The fact that breedism can be traced to eugenics may be too close for comfort among champions of p
edigree dogs. But like it or not, past and present merge to show that even, or especially, the most educated and advantaged people ignore the big picture when self-image is in the balance. This ongoing tradition of linking random appearance and contrived ancestry to accidents of birth is codified and preserved in the very standards “the best of the best” are held up against at Westminster and Crufts to represent us in the best light. Those intricate demands on coat color, skull shape, nose length, ear tilt, tail curvature—or hit-or-miss behavioral ticks people find “predictable” because they make dogs seem less dangerous and dirty—are what make brands appear distinct from others and superior to no-name generics anybody on the street could walk but no one would recognize. Remove breed standards and the royal house of cards comes crashing down.

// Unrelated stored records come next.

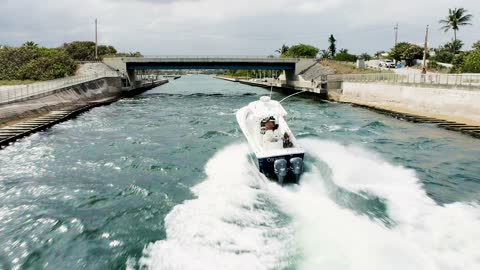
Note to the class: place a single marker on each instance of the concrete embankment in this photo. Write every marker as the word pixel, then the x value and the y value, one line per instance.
pixel 76 95
pixel 448 107
pixel 18 119
pixel 447 103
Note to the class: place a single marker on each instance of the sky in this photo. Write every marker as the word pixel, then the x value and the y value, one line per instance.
pixel 231 27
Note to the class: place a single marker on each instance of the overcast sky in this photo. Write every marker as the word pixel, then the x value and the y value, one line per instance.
pixel 230 27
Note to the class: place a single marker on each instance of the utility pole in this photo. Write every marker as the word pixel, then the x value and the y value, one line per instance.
pixel 396 33
pixel 96 40
pixel 425 49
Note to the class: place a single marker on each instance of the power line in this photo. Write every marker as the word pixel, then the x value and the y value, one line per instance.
pixel 396 33
pixel 96 40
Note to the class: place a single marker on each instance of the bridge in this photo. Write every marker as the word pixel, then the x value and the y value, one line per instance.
pixel 128 65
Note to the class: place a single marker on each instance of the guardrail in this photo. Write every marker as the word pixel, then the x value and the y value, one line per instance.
pixel 467 80
pixel 218 56
pixel 18 92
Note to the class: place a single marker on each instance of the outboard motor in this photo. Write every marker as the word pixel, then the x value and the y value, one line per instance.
pixel 280 168
pixel 296 165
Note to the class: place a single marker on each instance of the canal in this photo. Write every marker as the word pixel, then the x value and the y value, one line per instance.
pixel 164 181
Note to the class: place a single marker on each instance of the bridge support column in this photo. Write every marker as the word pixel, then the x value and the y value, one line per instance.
pixel 290 76
pixel 132 78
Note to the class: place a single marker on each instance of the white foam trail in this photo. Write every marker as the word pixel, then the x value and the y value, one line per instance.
pixel 223 228
pixel 426 236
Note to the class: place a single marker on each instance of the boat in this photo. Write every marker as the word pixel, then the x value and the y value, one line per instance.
pixel 282 159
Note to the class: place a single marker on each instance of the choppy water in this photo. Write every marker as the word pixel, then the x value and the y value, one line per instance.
pixel 163 181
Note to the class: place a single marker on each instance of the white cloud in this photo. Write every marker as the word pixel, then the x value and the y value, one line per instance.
pixel 229 27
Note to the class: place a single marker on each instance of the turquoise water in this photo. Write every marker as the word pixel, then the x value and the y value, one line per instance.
pixel 164 181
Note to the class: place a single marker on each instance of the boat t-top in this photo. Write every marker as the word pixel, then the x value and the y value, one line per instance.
pixel 278 154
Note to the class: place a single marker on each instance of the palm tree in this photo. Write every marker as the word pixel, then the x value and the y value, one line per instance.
pixel 30 44
pixel 456 17
pixel 282 49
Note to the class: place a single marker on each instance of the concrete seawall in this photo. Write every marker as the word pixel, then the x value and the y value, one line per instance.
pixel 70 97
pixel 459 105
pixel 75 95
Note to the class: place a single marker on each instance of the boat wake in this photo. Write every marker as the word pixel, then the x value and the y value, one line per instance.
pixel 352 210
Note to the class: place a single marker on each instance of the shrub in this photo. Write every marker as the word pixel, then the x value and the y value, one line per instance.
pixel 301 50
pixel 443 56
pixel 471 62
pixel 406 51
pixel 33 63
pixel 51 64
pixel 345 57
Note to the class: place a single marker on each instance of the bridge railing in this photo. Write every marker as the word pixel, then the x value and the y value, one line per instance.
pixel 465 80
pixel 13 93
pixel 223 57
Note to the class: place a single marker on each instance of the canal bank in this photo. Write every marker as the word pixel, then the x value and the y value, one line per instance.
pixel 449 107
pixel 163 180
pixel 40 111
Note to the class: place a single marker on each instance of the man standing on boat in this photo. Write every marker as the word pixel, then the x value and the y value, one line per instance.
pixel 272 134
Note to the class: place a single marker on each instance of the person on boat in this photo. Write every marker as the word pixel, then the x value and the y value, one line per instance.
pixel 272 134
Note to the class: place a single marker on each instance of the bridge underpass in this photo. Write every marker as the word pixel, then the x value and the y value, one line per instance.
pixel 128 65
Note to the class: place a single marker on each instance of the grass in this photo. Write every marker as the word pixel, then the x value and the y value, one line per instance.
pixel 349 68
pixel 15 82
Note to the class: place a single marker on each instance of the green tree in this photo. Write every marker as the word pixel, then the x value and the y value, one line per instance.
pixel 476 46
pixel 345 56
pixel 365 56
pixel 471 62
pixel 406 51
pixel 412 53
pixel 332 47
pixel 30 44
pixel 104 50
pixel 325 54
pixel 458 61
pixel 443 56
pixel 52 64
pixel 301 50
pixel 456 17
pixel 398 51
pixel 378 55
pixel 455 46
pixel 85 50
pixel 282 50
pixel 31 62
pixel 80 50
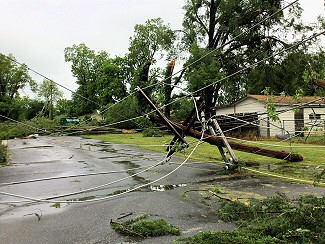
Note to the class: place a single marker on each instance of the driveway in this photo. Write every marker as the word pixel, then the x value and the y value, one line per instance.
pixel 85 217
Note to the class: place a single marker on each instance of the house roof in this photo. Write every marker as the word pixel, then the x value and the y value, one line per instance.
pixel 288 99
pixel 280 100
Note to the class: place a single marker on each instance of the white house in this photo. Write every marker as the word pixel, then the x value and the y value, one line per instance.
pixel 296 118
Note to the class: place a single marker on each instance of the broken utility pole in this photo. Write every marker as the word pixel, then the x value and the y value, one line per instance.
pixel 320 82
pixel 163 118
pixel 221 141
pixel 214 140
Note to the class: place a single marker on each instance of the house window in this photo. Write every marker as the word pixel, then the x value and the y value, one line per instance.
pixel 314 116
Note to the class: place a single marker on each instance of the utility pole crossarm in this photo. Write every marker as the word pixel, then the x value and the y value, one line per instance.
pixel 162 117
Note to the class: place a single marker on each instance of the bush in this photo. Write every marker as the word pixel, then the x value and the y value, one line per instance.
pixel 272 220
pixel 9 130
pixel 140 227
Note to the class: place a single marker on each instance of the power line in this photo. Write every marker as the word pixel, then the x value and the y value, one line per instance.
pixel 45 77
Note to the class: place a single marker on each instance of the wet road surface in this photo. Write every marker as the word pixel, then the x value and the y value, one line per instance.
pixel 89 222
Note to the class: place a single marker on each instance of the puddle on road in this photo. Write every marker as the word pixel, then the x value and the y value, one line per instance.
pixel 151 188
pixel 165 187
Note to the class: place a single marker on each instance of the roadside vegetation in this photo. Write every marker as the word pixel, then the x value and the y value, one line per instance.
pixel 144 227
pixel 273 220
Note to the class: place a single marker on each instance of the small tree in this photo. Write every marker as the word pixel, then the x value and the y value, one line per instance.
pixel 49 93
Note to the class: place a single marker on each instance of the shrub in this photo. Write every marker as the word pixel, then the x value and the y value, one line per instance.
pixel 141 227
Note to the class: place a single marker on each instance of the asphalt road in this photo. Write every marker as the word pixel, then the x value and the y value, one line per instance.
pixel 26 221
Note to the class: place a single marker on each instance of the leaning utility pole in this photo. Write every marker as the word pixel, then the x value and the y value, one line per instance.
pixel 51 101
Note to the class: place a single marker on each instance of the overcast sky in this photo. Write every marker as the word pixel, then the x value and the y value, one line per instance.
pixel 37 31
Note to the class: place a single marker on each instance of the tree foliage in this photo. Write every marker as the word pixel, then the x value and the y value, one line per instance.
pixel 13 77
pixel 85 66
pixel 231 35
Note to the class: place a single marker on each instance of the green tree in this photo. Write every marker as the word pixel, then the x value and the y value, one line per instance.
pixel 49 92
pixel 224 31
pixel 85 67
pixel 64 107
pixel 111 81
pixel 13 77
pixel 287 75
pixel 151 42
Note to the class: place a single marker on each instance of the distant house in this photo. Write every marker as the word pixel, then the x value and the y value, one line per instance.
pixel 310 115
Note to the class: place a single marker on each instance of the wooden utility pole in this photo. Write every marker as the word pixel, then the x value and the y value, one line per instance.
pixel 320 82
pixel 51 101
pixel 217 141
pixel 163 118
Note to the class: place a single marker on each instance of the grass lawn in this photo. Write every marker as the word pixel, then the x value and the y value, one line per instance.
pixel 310 168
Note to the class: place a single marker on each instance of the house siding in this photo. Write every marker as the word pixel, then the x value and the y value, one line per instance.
pixel 287 122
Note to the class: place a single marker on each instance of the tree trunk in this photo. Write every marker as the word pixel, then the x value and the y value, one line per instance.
pixel 214 140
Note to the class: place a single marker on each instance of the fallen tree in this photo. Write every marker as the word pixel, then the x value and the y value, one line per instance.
pixel 217 141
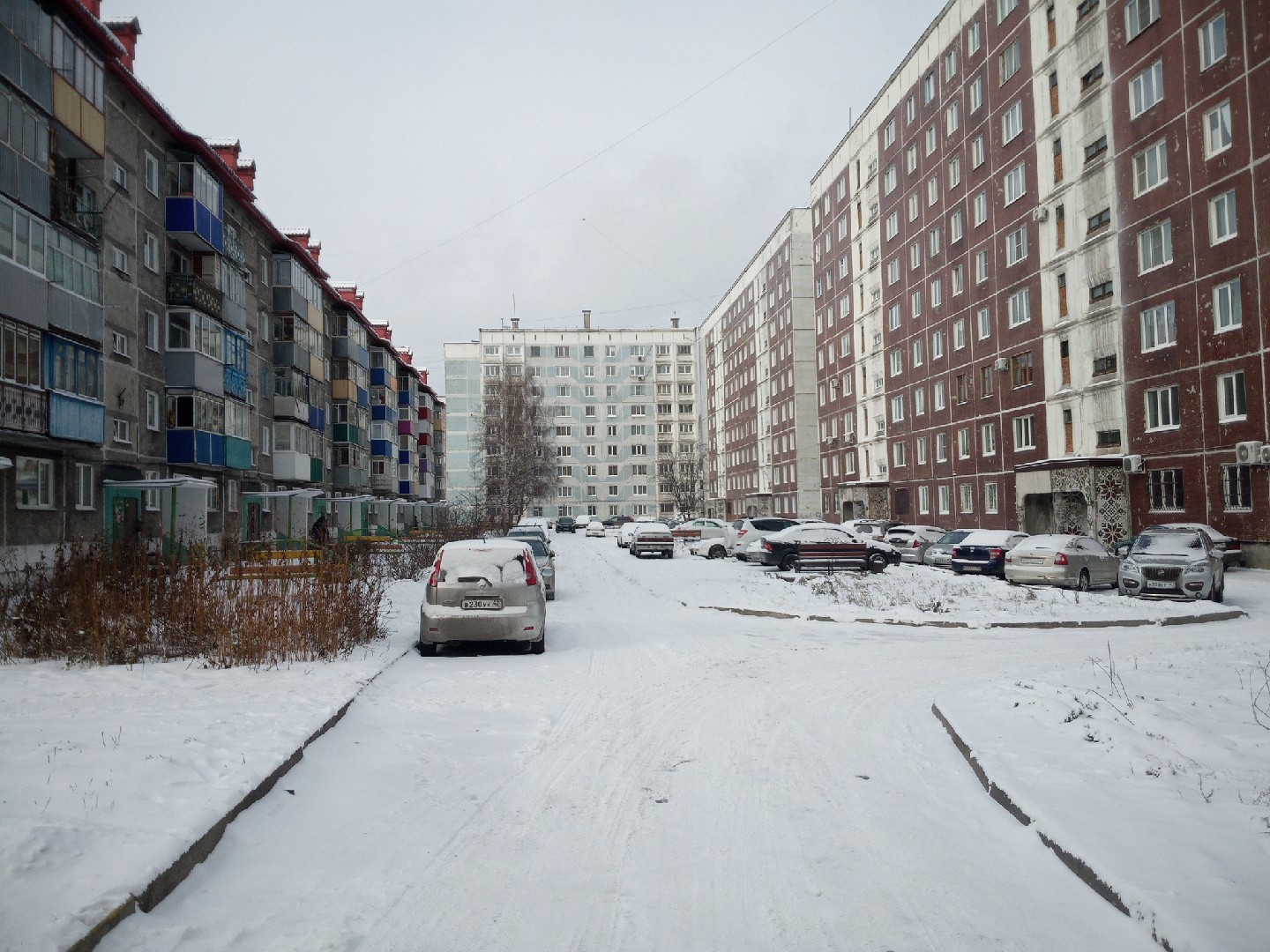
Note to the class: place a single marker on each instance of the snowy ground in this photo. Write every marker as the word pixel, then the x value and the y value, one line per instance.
pixel 666 777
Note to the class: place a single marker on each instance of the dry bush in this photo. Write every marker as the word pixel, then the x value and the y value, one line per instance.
pixel 97 606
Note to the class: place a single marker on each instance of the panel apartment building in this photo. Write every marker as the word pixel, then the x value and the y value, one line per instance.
pixel 1036 274
pixel 623 401
pixel 153 323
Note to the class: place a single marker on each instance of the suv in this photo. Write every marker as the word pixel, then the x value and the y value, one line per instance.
pixel 746 531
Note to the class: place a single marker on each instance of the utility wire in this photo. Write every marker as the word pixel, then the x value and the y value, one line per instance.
pixel 609 147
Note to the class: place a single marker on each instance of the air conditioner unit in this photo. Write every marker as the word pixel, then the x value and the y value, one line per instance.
pixel 1249 453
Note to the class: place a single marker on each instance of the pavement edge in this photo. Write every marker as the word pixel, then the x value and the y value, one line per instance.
pixel 163 885
pixel 1082 870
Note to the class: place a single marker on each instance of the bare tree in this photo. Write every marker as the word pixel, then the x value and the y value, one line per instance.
pixel 516 452
pixel 683 476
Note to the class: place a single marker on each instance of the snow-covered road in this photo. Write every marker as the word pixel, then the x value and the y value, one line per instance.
pixel 664 777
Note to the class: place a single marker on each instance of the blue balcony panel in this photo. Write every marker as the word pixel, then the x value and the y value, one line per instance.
pixel 195 225
pixel 75 418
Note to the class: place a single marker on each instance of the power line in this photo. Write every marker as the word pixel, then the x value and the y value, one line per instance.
pixel 608 149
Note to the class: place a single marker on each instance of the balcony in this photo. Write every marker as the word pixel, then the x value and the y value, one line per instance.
pixel 192 291
pixel 195 225
pixel 22 409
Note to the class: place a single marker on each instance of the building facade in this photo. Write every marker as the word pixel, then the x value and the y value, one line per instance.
pixel 623 403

“The first culling, of course, should be made at birth,” advises the author of The Joy of Breeding Your Own Show Dog, reprinted as recently as 2004, on what to do when pups don’t come out as predicted. “The responsible breeder will raise only those puppies that are correct in color and normal in conformation. Any malformed or mismarked puppies or weaklings should be put to sleep”25—because, after all, who’s going to want to buy a dog that doesn’t meet its breed standard? One of the more arresting points made by the BBC documentary Pedigree Dogs Exposed was that in “cosmetic culling” breeders are selecting for traits that are, in many cases, neither correct nor normal but in fact deformities with serious health consequences. Healthier but substandard littermates are sacrificed for mutants, which as in ancient times are revered as sacred. Symmetrical ridges on Rhodesians, equidistant spots on Dalmatians—the practice of culling for looks presumably goes on less now than in the past, though no one was ever fond of discussing this dirty business in public, and even the Humane Society has no statistics on the subject.